Уязвимость нулевого дня – это уязвимость, еще не известная разработчику, поэтому у компаний есть ноль дней на подготовку к эксплойтам. Основатель компании сообщил Arstechnica, что увеличенное вознаграждение отражает улучшенную безопасность в последней версии iOS. Он также объяснил, почему компания платит гораздо больше за уязвимости iOS, чем за Android…
«Цены напрямую связаны со сложностью создания полной цепочки эксплойтов, и мы знаем, что iOS 10 и Android 7 намного труднее использовать, чем их предыдущие версии», — сказал он Ars. На вопрос, почему цепочка эксплойтов iOS стоит в 7,5 раз дороже, чем аналогичная для Android, он ответил: «Это означает, что цепочки эксплойтов iOS 10 в 7,5 раз сложнее, чем Android, или спрос на эксплойты iOS в 7,5 раз выше. На самом деле это смесь того и другого».
Хотя исследователям безопасности гораздо выгоднее продавать эксплойты таким компаниям, как Zerodium, а не сообщать о них Apple, которая предлагает максимальную выплату в 200 тысяч долларов, Ars отмечает, что на самом деле ситуация немного иная.

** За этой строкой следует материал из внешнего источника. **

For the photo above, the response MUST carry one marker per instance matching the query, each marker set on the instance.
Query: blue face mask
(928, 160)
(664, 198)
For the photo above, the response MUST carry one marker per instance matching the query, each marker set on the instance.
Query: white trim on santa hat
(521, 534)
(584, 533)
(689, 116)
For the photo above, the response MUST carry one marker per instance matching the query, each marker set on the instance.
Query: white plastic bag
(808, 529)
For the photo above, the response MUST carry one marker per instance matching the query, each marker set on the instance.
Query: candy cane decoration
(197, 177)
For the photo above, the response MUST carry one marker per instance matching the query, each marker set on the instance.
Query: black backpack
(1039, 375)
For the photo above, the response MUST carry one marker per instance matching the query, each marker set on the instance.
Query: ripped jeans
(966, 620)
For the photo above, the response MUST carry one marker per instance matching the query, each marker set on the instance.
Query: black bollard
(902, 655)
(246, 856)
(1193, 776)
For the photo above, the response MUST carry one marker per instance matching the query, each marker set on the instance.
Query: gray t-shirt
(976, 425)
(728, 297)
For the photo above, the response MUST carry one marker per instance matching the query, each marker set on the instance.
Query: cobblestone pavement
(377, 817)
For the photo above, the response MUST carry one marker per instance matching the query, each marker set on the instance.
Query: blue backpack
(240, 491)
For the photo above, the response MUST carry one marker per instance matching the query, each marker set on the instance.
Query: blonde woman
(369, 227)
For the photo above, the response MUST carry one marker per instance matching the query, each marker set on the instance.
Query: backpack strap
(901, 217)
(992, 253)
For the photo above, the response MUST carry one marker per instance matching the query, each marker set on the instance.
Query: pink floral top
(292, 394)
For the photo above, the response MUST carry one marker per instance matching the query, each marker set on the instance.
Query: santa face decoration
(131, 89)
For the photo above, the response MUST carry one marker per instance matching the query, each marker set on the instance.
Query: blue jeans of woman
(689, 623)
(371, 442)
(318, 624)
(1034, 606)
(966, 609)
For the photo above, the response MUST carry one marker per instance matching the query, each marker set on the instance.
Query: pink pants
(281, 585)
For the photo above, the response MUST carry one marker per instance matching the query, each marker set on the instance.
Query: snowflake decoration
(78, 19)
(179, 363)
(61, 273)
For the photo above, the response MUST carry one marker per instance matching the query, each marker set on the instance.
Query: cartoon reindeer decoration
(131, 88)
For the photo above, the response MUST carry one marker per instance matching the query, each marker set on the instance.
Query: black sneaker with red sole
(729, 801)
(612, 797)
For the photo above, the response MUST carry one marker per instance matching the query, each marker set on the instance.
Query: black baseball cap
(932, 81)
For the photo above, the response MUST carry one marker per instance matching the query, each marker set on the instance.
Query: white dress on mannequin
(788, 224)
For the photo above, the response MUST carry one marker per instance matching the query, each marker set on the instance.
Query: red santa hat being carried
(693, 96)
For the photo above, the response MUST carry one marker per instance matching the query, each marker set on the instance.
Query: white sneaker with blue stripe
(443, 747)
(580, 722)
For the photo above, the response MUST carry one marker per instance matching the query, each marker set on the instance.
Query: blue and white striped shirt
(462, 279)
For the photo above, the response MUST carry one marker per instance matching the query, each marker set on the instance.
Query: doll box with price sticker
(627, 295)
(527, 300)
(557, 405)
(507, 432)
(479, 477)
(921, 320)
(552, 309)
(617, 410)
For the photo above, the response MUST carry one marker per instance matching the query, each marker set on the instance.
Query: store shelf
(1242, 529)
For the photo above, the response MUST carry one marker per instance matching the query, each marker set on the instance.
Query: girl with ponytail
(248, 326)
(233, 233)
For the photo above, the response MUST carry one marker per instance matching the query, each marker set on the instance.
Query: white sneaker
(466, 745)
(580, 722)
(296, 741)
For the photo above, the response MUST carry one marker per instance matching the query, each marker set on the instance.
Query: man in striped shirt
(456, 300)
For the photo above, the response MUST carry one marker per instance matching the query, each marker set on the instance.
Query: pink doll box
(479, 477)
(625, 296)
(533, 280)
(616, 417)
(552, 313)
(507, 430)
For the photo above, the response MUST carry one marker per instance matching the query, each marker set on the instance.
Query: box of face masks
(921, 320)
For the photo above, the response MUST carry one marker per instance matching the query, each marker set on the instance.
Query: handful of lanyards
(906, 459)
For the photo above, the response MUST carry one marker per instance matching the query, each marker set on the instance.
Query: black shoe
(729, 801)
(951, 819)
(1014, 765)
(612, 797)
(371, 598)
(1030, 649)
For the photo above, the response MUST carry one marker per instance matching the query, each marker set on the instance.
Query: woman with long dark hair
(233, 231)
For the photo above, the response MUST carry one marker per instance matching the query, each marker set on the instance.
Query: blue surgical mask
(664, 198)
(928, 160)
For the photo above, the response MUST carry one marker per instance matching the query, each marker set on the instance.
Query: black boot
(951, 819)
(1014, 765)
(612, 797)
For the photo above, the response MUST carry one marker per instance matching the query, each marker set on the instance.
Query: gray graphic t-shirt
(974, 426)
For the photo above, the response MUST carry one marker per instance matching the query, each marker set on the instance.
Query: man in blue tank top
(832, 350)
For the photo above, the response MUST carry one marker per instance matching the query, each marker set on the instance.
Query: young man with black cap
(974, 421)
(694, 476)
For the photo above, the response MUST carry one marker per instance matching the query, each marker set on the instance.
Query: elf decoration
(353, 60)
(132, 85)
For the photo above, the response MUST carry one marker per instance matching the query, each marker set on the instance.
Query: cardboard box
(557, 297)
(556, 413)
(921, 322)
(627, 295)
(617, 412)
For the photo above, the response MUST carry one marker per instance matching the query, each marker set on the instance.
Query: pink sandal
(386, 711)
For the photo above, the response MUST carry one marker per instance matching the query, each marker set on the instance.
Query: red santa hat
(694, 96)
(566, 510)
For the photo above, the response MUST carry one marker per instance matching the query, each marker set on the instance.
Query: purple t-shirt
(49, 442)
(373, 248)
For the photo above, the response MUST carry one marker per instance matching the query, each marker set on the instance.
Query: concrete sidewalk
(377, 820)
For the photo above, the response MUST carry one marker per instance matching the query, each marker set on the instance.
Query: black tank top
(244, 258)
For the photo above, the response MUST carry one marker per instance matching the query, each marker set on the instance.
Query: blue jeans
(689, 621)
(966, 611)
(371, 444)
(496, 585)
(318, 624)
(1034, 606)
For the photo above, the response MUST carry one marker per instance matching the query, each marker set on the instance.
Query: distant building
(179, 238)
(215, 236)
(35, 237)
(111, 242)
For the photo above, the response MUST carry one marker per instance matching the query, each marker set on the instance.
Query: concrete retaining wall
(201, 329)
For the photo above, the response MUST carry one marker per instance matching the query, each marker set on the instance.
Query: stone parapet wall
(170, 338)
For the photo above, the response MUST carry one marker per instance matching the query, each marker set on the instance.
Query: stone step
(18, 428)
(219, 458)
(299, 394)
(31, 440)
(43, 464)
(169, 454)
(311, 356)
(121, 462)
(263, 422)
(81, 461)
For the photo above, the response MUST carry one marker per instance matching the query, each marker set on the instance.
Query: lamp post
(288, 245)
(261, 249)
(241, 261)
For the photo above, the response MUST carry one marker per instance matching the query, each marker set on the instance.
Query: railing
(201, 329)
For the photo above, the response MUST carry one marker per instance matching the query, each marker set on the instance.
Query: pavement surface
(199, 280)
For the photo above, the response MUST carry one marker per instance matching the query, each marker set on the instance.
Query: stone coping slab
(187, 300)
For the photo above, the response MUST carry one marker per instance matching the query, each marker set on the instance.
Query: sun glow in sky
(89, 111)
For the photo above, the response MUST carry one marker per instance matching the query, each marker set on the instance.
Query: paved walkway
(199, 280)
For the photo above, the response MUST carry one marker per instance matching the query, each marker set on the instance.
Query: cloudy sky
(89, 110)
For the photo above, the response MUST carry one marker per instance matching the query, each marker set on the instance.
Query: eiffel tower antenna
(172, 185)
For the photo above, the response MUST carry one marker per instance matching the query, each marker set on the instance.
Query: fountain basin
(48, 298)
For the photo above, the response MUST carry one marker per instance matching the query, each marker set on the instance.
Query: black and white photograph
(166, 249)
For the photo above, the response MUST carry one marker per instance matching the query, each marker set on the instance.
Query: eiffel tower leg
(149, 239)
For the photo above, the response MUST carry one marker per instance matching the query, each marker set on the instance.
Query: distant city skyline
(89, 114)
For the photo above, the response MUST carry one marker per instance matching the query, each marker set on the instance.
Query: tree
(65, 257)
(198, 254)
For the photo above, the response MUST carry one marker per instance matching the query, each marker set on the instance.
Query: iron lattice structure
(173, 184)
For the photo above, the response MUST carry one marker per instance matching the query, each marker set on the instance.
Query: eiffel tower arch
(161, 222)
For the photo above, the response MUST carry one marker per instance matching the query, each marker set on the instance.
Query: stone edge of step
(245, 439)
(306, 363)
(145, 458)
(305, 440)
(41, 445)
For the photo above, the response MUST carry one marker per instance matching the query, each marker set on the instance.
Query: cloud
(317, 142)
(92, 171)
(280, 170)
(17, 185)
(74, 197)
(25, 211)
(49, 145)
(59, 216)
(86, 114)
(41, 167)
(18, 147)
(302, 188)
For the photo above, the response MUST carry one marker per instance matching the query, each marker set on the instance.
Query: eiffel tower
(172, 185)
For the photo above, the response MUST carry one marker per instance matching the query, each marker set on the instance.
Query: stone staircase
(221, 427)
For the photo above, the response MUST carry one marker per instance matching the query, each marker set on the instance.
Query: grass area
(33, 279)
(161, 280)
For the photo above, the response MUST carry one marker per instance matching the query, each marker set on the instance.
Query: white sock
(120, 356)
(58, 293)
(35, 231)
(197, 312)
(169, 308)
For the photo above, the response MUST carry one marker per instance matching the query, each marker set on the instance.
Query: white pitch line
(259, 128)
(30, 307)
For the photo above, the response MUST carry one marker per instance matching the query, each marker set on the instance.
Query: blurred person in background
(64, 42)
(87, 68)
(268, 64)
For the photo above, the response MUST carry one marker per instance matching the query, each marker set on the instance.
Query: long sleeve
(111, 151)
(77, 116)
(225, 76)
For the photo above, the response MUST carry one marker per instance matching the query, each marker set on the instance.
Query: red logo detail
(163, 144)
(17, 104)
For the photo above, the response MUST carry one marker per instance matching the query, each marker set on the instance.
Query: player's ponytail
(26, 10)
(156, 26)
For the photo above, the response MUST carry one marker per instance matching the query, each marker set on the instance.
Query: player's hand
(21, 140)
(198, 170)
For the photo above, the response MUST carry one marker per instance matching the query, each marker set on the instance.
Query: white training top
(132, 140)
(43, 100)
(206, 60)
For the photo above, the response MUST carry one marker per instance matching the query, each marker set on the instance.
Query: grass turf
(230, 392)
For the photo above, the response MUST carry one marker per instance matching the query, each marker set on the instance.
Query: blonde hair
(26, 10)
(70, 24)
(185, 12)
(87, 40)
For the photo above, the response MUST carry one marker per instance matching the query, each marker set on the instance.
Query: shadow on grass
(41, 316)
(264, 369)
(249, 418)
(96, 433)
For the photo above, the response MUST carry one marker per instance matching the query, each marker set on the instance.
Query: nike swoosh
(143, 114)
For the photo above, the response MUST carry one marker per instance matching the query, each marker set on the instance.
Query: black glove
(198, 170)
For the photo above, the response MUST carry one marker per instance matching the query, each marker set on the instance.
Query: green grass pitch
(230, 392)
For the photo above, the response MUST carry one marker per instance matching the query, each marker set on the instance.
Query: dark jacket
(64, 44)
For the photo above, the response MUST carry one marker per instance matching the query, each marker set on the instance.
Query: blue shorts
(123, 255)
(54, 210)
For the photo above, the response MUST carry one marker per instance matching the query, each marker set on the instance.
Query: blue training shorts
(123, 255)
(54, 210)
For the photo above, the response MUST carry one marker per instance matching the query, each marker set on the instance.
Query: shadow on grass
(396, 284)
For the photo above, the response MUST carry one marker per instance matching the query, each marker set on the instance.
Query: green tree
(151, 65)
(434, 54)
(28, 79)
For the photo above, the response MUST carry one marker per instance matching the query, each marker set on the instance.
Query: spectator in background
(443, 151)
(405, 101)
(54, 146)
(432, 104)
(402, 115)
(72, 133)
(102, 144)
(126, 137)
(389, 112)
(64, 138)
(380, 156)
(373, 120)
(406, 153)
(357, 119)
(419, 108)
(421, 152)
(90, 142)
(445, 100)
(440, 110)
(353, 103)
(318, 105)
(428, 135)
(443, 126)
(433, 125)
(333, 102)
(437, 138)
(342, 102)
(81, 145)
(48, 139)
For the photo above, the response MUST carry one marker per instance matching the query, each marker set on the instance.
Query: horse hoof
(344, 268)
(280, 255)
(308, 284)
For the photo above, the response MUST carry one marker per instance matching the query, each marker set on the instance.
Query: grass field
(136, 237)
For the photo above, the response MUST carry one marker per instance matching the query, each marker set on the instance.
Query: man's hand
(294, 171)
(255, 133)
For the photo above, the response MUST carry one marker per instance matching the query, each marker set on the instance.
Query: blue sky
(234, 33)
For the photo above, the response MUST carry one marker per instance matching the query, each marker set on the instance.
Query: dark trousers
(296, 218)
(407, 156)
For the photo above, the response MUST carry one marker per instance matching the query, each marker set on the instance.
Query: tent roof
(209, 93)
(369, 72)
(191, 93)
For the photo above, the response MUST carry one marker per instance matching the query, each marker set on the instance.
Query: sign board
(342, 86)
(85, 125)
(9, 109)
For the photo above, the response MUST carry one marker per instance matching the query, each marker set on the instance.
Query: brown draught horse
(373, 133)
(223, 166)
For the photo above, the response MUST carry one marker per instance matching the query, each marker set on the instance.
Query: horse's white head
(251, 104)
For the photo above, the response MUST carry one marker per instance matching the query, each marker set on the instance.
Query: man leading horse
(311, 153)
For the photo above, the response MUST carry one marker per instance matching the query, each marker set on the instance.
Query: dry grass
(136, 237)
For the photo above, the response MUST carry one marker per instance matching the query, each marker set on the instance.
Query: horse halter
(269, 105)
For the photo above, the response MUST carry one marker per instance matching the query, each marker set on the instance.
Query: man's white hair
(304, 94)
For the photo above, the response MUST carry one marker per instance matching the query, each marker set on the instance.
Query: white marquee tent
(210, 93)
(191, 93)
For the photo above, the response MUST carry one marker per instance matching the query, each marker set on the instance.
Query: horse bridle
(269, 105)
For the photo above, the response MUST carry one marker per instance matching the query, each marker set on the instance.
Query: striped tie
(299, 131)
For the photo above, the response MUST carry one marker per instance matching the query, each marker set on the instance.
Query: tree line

Чтобы претендовать на вознаграждение Zerodium, цепочка должна, как правило, работать почти безупречно, чтобы незаметно дать злоумышленнику полный контроль над целевым устройством. На языке хакеров это называется «оружие» эксплойта. Недостаточно того, что исследователь предоставляет лишь грубое описание уязвимостей с несовершенным доказательством концепции эксплойта. Вознаграждения, выплачиваемые Apple и Google, напротив, менее требовательны, и в результате они обычно требуют меньше работы.
Многие исследователи безопасности по этическим соображениям никогда не стали бы продавать информацию компаниям «черных шляп». Но для тех, кто может быть соблазнен, мы также отмечали в прошлом, что компании «черных шляп» выставляют свои предложения с максимальной возможной выплатой, в то время как диапазон начинается всего с нескольких тысяч долларов.